Second, in China, homeownership is closely linked to better public education resources, driving most of China’s households to buy a home at the expense of non-housing consumption. This is consistent with the contradictions of both low non-housing consumption rates and low disposable income, and that both unaffordable housing prices and high homeownership rates existed in the studied regions. Relaxing housing credit constraints cannot be an effective way to stimulate household non-housing consumption even though relaxing housing credit constraints eases the liquidity of housing price wealth in the studied regions. Thus, these findings suggest that the Chinese government should pay more attention to stabilizing housing prices and balancing public primary/secondary education resources when the government regulates housing market and consumption strategies, thereby promoting consumption and stimulating domestic demand.
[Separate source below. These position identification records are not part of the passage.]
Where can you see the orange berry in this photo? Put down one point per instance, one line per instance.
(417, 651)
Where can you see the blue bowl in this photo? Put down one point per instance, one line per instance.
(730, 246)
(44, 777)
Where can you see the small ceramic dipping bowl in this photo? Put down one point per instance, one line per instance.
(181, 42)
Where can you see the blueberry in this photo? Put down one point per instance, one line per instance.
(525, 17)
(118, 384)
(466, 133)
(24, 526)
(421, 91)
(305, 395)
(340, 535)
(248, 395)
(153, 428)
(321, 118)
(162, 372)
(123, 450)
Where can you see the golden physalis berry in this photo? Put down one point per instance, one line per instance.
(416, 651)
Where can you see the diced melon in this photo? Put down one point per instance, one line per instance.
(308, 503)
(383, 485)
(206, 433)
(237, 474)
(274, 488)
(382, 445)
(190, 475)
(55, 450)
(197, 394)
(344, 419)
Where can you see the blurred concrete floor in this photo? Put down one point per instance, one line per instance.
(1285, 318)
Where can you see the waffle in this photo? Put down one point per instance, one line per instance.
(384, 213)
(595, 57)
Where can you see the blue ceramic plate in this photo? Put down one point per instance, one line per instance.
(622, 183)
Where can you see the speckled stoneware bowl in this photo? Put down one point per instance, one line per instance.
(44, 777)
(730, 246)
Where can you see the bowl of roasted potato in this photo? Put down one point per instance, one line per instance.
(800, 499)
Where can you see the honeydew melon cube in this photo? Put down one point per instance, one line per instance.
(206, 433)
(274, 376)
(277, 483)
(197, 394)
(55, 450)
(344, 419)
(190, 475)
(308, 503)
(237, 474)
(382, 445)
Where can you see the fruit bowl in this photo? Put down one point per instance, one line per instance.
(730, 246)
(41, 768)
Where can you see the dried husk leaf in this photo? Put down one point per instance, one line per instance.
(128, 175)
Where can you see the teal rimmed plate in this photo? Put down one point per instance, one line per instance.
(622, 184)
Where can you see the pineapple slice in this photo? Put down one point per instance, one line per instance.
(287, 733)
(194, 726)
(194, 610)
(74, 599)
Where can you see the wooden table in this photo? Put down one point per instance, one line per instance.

In this study, we take a unique perspective on home buying driven by the availability of public education tied to the homeownership. Specifically, we discuss the difference in relationship between housing price change and household non-housing consumption across regions. The public education tied to homeownership direct affect housing prices, which subsequently induce changes in household consumption. Moreover, in our model, housing prices serve as a pivotal explanatory variable. It is of the importance of public education in China, especially in its connection to housing prices and consumption. Therefore, in future studies, we plan to delve deeper into the relationship between public education and housing prices to gain a more comprehensive understanding of this complex factor’s influence on household economic behavior. We recognize the importance of this area and intend to focus our future research efforts on enriching our understanding of it.